Southeast Asia continues to be targeted by global financial regulators. The latest red flag has been raised by the European Union which has chosen to keep the Philippines and Cambodia on its list of countries that are struggling to enforce up-to-date anti-money laundering controls and pose a threat to businesses and consumers.
Watch Out for Gamblers from Cambodia and the Philippines
The European Commission updated its list of such countries last week, retaining much of its last assessment. Cambodia had a recent falling out with the United States over comments by the US State Department that the country was failing to maintain tight control over financial transparency.
The EU has reiterated its position towards Cambodia and the Philippines, among others, as countries that have shortcomings in enforcing AML policies. As a result, gaming properties that are based in the European Union would need to be extra cautious when accepting customers from any of the named locations.

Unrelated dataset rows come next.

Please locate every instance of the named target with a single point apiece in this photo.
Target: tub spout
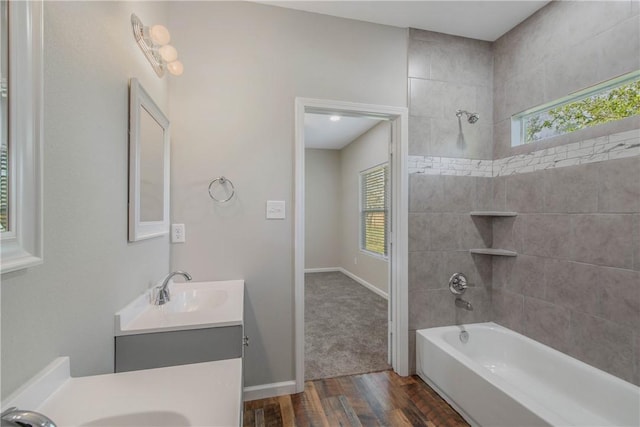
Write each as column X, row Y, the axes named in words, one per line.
column 464, row 304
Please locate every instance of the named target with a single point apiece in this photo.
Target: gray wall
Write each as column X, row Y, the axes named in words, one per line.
column 65, row 306
column 368, row 150
column 322, row 204
column 575, row 285
column 233, row 114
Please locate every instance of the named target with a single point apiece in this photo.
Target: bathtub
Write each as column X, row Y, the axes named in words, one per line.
column 501, row 378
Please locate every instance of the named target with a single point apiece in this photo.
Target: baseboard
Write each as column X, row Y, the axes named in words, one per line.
column 322, row 270
column 351, row 275
column 269, row 390
column 366, row 284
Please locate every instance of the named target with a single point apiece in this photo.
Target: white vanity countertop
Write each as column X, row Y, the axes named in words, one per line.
column 193, row 305
column 202, row 394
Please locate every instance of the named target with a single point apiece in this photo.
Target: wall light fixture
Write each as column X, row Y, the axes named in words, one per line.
column 154, row 42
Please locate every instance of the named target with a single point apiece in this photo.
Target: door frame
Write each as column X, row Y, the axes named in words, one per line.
column 398, row 292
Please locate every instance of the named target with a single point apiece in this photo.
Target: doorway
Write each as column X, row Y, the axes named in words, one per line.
column 395, row 120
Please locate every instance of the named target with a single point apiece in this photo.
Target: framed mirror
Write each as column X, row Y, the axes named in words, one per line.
column 148, row 166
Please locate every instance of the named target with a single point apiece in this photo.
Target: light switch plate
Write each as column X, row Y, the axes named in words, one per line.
column 178, row 233
column 276, row 209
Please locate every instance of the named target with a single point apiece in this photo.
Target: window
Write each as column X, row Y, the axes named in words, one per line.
column 21, row 145
column 612, row 100
column 374, row 209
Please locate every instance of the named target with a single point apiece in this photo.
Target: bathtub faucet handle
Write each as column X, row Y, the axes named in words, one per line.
column 458, row 284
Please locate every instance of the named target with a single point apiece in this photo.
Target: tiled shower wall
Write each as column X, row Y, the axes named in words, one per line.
column 575, row 284
column 448, row 73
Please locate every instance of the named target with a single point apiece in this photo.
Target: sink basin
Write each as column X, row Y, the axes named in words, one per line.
column 190, row 300
column 193, row 305
column 199, row 394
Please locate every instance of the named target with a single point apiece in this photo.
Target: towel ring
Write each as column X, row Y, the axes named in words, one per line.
column 222, row 180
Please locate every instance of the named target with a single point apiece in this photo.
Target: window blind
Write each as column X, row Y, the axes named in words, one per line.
column 374, row 209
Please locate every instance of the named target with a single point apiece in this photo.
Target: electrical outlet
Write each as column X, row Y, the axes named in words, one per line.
column 276, row 209
column 178, row 233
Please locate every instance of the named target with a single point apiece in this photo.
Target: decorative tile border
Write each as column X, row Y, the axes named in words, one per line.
column 616, row 146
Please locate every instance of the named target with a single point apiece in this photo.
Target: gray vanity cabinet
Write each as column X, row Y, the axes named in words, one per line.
column 160, row 349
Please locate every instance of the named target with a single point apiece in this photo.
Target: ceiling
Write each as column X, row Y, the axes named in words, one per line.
column 482, row 20
column 321, row 132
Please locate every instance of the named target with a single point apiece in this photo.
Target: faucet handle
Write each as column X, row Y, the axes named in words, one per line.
column 162, row 296
column 458, row 284
column 21, row 418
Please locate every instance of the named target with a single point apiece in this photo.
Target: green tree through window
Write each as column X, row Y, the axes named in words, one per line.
column 604, row 106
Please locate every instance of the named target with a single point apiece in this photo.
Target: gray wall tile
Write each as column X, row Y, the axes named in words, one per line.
column 635, row 237
column 509, row 232
column 620, row 296
column 475, row 232
column 571, row 189
column 426, row 271
column 524, row 91
column 460, row 194
column 412, row 352
column 617, row 49
column 603, row 344
column 477, row 269
column 434, row 307
column 419, row 135
column 499, row 193
column 445, row 231
column 508, row 309
column 636, row 359
column 524, row 275
column 574, row 285
column 619, row 185
column 502, row 139
column 461, row 64
column 451, row 137
column 425, row 192
column 419, row 59
column 418, row 232
column 425, row 98
column 480, row 299
column 484, row 194
column 547, row 323
column 603, row 239
column 548, row 235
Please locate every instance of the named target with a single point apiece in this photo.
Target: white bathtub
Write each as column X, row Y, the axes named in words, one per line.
column 502, row 378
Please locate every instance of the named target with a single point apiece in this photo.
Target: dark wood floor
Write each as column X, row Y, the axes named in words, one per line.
column 376, row 399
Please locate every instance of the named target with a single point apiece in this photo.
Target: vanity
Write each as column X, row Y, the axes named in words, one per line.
column 202, row 322
column 200, row 394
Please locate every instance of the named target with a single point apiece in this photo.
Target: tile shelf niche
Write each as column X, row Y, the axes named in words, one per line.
column 493, row 215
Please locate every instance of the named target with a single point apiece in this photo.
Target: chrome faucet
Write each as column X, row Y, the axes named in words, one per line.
column 463, row 304
column 163, row 295
column 14, row 417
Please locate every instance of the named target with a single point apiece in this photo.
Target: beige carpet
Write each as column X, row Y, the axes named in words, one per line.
column 345, row 327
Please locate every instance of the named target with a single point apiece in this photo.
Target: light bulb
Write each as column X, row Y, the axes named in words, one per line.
column 159, row 35
column 168, row 53
column 176, row 68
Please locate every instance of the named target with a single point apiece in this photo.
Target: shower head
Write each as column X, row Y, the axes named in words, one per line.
column 471, row 117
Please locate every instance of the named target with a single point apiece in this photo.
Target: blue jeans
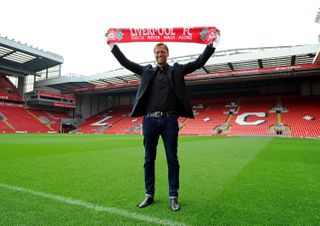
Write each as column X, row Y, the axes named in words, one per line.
column 167, row 127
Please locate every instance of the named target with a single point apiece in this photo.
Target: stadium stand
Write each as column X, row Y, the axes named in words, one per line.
column 268, row 91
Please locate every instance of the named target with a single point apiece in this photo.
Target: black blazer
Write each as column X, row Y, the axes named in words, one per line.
column 177, row 81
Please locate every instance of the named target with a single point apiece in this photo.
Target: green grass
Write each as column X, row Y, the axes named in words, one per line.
column 223, row 181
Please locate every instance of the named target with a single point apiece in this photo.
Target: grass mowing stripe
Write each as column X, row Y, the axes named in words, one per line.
column 92, row 206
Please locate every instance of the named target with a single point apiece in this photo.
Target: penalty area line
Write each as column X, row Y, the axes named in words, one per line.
column 92, row 206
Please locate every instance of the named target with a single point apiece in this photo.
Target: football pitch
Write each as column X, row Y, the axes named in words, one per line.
column 62, row 179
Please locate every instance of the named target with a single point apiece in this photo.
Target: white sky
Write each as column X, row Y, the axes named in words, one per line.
column 75, row 29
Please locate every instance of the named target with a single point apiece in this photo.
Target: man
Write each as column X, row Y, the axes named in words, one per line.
column 161, row 98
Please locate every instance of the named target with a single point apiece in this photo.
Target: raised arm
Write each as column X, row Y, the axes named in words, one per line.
column 203, row 58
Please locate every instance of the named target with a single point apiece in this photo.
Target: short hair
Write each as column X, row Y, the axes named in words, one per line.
column 161, row 44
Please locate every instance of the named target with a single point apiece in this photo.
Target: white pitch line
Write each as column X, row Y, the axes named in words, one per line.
column 93, row 206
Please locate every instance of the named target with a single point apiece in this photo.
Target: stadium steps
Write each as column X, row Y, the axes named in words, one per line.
column 37, row 118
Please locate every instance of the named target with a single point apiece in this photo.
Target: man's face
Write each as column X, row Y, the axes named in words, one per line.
column 161, row 54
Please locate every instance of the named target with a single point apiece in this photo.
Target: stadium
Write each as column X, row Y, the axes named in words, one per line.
column 69, row 146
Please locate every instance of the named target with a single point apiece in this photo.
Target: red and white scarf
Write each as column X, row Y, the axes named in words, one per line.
column 202, row 35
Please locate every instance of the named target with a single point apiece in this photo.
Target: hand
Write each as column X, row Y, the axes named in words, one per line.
column 108, row 38
column 216, row 40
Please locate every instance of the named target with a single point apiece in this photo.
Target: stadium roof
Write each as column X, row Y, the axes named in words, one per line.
column 20, row 59
column 233, row 64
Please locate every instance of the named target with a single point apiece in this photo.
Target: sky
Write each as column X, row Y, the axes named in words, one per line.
column 75, row 29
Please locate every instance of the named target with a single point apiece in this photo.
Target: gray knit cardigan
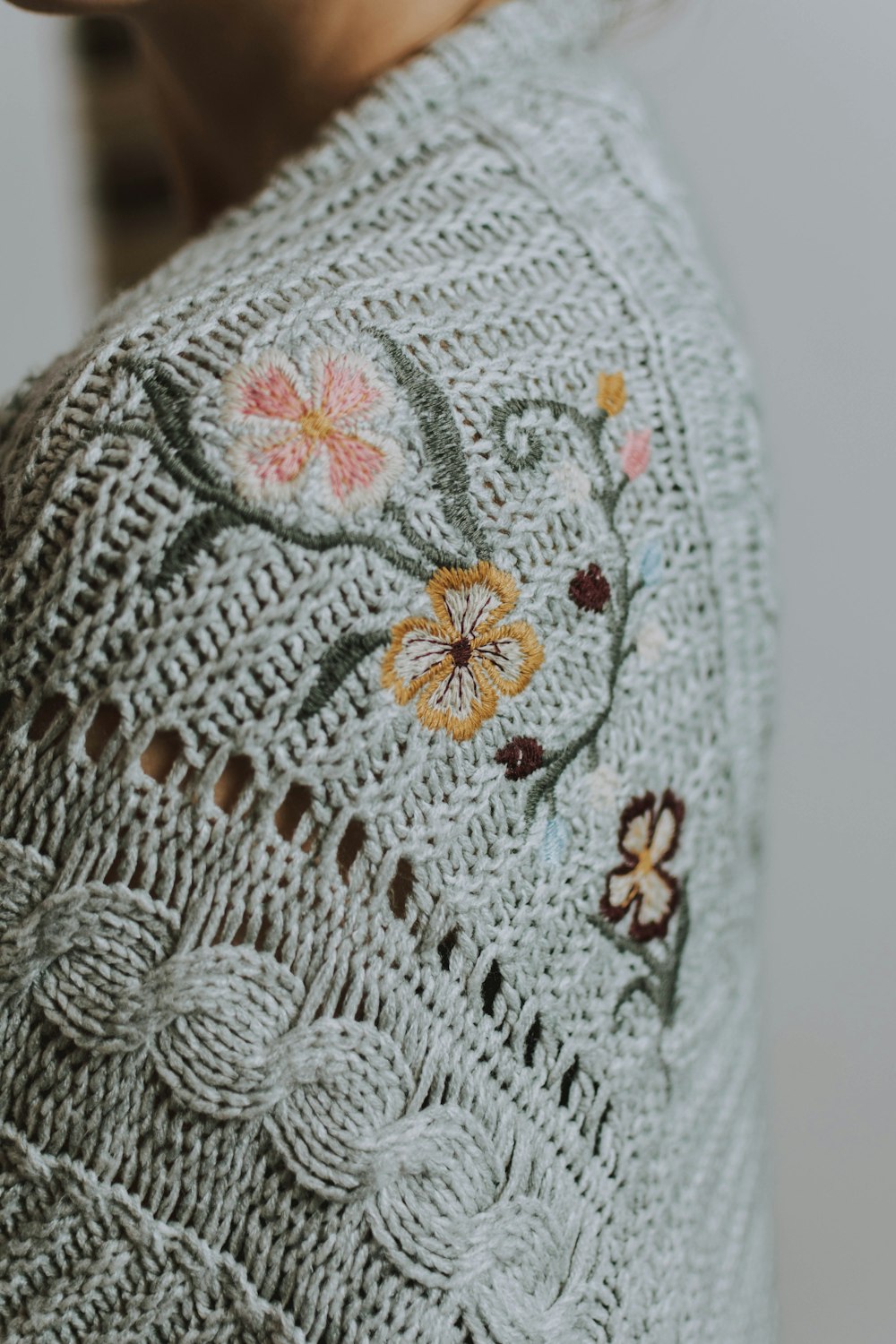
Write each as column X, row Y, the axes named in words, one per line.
column 386, row 658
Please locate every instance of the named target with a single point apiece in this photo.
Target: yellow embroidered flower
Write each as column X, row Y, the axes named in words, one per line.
column 460, row 663
column 611, row 392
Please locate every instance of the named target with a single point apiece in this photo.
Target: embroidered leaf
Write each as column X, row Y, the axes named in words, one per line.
column 198, row 535
column 339, row 661
column 177, row 445
column 441, row 444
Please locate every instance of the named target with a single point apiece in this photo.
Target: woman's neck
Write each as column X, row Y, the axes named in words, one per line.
column 242, row 83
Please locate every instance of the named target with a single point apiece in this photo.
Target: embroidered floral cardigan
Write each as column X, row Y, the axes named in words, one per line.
column 386, row 661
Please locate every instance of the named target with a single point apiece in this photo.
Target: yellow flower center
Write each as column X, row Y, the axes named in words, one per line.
column 645, row 865
column 317, row 425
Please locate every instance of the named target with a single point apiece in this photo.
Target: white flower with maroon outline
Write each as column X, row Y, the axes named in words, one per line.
column 648, row 838
column 460, row 663
column 322, row 435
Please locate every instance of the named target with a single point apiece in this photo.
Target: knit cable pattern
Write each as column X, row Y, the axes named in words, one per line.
column 386, row 664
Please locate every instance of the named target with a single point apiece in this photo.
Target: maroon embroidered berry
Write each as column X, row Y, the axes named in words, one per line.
column 590, row 589
column 521, row 757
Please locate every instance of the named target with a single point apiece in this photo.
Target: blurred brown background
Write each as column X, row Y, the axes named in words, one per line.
column 782, row 113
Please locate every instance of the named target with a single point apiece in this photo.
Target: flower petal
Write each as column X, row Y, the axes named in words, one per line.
column 360, row 470
column 665, row 832
column 635, row 825
column 269, row 468
column 271, row 389
column 457, row 702
column 654, row 909
column 509, row 655
column 418, row 648
column 635, row 453
column 468, row 599
column 619, row 892
column 349, row 387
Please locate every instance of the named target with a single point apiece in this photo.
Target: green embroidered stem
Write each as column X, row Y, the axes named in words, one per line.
column 590, row 425
column 659, row 983
column 560, row 761
column 440, row 559
column 441, row 444
column 339, row 661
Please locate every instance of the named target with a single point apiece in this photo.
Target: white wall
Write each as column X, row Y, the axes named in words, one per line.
column 782, row 113
column 45, row 268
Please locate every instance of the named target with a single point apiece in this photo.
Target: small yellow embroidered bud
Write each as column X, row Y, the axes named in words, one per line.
column 611, row 392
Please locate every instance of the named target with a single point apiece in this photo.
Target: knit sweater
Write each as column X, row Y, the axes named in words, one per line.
column 386, row 663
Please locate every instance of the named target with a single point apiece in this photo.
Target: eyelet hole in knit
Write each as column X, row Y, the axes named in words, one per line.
column 349, row 847
column 102, row 728
column 401, row 889
column 490, row 988
column 45, row 717
column 532, row 1038
column 233, row 782
column 292, row 809
column 159, row 757
column 565, row 1082
column 446, row 948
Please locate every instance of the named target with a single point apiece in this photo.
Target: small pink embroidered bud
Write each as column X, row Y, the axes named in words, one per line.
column 611, row 392
column 635, row 453
column 521, row 757
column 589, row 589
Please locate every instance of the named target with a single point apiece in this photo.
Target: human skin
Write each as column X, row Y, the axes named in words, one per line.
column 242, row 83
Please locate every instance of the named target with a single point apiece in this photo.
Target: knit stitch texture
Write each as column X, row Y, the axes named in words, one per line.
column 386, row 679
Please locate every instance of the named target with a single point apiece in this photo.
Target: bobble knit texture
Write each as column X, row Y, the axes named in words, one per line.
column 387, row 637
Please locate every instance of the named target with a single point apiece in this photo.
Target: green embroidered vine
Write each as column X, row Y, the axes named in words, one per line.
column 607, row 491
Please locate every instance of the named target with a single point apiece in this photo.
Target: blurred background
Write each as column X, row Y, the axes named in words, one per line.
column 780, row 115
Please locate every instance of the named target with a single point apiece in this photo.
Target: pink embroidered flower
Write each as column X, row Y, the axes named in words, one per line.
column 462, row 661
column 648, row 836
column 635, row 453
column 324, row 437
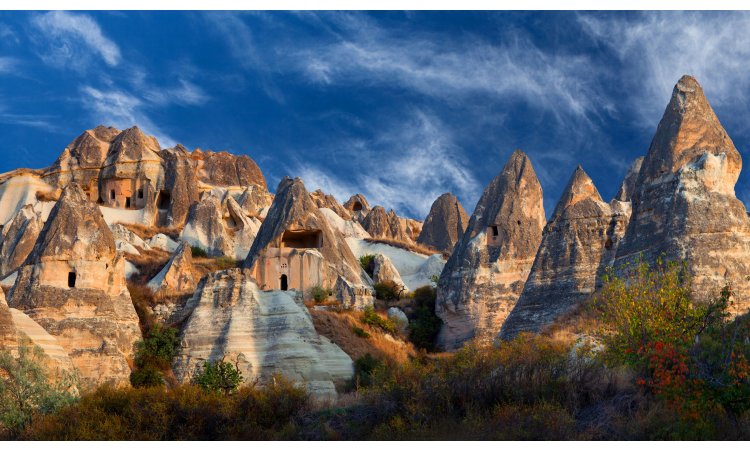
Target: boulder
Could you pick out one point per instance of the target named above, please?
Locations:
(264, 333)
(445, 223)
(579, 242)
(73, 285)
(285, 252)
(176, 277)
(19, 237)
(684, 206)
(485, 275)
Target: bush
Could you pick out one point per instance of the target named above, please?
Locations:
(319, 293)
(388, 290)
(153, 356)
(366, 261)
(425, 326)
(370, 317)
(360, 332)
(198, 252)
(218, 376)
(25, 389)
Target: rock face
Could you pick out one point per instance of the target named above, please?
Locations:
(263, 332)
(219, 226)
(485, 275)
(445, 223)
(629, 183)
(385, 225)
(176, 277)
(73, 285)
(19, 238)
(579, 241)
(384, 270)
(296, 247)
(225, 169)
(17, 329)
(684, 204)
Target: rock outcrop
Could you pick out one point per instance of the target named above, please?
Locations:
(296, 247)
(264, 333)
(19, 237)
(176, 277)
(485, 275)
(579, 242)
(73, 285)
(684, 206)
(445, 223)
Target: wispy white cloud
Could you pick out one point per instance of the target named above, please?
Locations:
(71, 36)
(405, 168)
(123, 110)
(657, 48)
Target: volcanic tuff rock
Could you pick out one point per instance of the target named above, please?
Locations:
(445, 223)
(684, 205)
(293, 210)
(19, 238)
(384, 270)
(17, 329)
(176, 277)
(628, 185)
(579, 241)
(382, 225)
(264, 333)
(73, 285)
(485, 275)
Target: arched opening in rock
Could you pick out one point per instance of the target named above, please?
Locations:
(284, 283)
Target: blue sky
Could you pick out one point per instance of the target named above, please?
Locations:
(399, 106)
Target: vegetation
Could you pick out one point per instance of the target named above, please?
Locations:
(198, 252)
(25, 389)
(366, 261)
(153, 356)
(425, 326)
(319, 293)
(218, 376)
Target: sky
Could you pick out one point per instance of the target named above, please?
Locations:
(399, 106)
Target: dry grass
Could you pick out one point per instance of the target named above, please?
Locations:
(147, 232)
(409, 246)
(339, 328)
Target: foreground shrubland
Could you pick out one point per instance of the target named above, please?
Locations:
(641, 361)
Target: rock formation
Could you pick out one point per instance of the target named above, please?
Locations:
(579, 241)
(296, 247)
(684, 206)
(264, 333)
(19, 238)
(384, 271)
(485, 275)
(176, 277)
(73, 285)
(445, 223)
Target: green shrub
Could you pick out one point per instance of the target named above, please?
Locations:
(319, 293)
(361, 332)
(388, 290)
(218, 376)
(370, 317)
(366, 261)
(25, 389)
(198, 252)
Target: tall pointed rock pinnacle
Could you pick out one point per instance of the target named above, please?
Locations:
(684, 206)
(484, 276)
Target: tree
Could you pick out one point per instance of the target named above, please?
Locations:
(25, 388)
(218, 376)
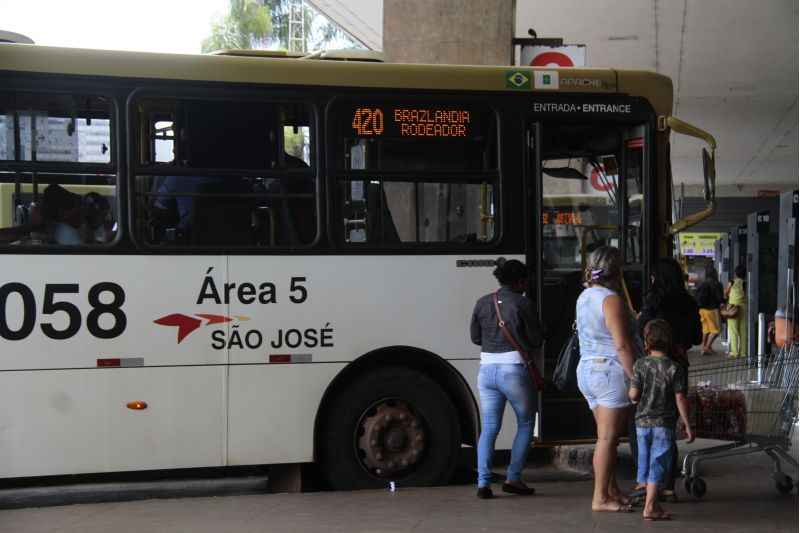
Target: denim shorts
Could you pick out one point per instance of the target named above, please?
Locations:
(603, 383)
(655, 454)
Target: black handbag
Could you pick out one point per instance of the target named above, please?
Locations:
(565, 374)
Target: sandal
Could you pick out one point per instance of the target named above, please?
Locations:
(618, 509)
(661, 515)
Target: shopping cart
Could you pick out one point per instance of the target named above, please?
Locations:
(751, 404)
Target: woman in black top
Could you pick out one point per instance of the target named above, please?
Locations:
(503, 375)
(669, 300)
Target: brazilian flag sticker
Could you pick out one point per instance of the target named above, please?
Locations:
(518, 79)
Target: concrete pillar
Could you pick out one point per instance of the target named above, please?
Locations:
(463, 32)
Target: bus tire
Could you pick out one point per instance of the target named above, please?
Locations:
(390, 424)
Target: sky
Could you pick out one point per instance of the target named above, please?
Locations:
(177, 26)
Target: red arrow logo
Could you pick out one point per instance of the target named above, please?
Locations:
(214, 319)
(185, 324)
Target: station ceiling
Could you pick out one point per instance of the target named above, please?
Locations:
(734, 65)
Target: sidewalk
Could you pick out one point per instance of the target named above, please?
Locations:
(741, 497)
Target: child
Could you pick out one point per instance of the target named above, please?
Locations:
(658, 385)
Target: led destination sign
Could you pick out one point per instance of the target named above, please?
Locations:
(411, 122)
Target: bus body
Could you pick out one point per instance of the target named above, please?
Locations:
(288, 253)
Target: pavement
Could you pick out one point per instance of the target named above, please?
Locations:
(741, 497)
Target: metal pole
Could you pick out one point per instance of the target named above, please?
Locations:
(762, 344)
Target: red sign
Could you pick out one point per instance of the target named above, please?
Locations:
(550, 58)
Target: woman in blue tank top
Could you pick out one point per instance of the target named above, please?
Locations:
(606, 365)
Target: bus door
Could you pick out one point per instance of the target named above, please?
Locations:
(588, 180)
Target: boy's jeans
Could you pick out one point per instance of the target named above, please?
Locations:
(655, 454)
(496, 384)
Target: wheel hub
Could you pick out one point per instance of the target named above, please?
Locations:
(391, 439)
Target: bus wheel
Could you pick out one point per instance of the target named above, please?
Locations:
(392, 424)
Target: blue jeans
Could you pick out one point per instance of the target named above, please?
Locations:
(496, 384)
(655, 445)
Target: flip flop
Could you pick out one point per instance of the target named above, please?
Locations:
(658, 517)
(620, 509)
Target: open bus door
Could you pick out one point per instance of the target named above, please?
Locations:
(589, 183)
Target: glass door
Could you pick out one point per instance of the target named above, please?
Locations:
(589, 183)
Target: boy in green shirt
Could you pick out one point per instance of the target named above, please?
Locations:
(659, 387)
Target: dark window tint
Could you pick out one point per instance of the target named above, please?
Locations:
(224, 173)
(55, 128)
(393, 212)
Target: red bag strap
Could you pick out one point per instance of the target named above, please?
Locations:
(537, 378)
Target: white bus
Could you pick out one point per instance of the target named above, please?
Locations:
(243, 260)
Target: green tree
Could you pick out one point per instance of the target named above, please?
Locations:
(319, 31)
(248, 24)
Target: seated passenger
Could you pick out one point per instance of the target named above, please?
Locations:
(72, 219)
(183, 202)
(62, 214)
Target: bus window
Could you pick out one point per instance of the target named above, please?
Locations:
(634, 161)
(583, 199)
(57, 181)
(416, 173)
(579, 209)
(54, 127)
(224, 173)
(388, 212)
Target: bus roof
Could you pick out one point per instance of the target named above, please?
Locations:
(656, 88)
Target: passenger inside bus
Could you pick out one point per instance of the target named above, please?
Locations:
(240, 210)
(73, 220)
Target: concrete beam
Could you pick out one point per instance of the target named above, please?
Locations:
(466, 32)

Countries such as the Philippines are already on the Financial Action Task Force (FATF) list, which has explained the overall negativity towards Western-led financial sanctions and regimes. However, the EC has confirmed that it would be happy to work with the financial authorities of the countries it has on its list in order to ensure that they are compliant with a global order of things.
The Commission further motivated its selection of countries to be put on the list based on comprehensive criteria. This included but wasn’t limited to due diligence measures, various suspicious financial transactions, reports of money laundering, and a country’s own track record with tackling such issues and any documented and provable deficiencies in addressing the problems outlined in the report.
More Needs to Be Done to Address Underlying Issues
The report is carried out once every several years with the next date set for 2025. The Commission is already looking into possible mitigation factors and ways to improve the overall state of money-laundering in each of the named countries. Both the Philippines and Cambodia are some of the biggest countries when it comes to localized gambling, but both countries seem to be firmly embedded on the FATF list.
AML and CFT policies have been failing for both, independent auditors have argued, making the threat of the processing of illegal funds through the gambling industry ever more likely. The Philippines in particular is trying to stem the tide of a crime wave associated with the e-sabong contests in which several police officers have already been implicated.
Meanwhile, Cambodia continues to be cited as a place where human traffickers thrive and prey on victims from the region, forcing them into labor in inhumane conditions and often as part of gambling and telephone scams.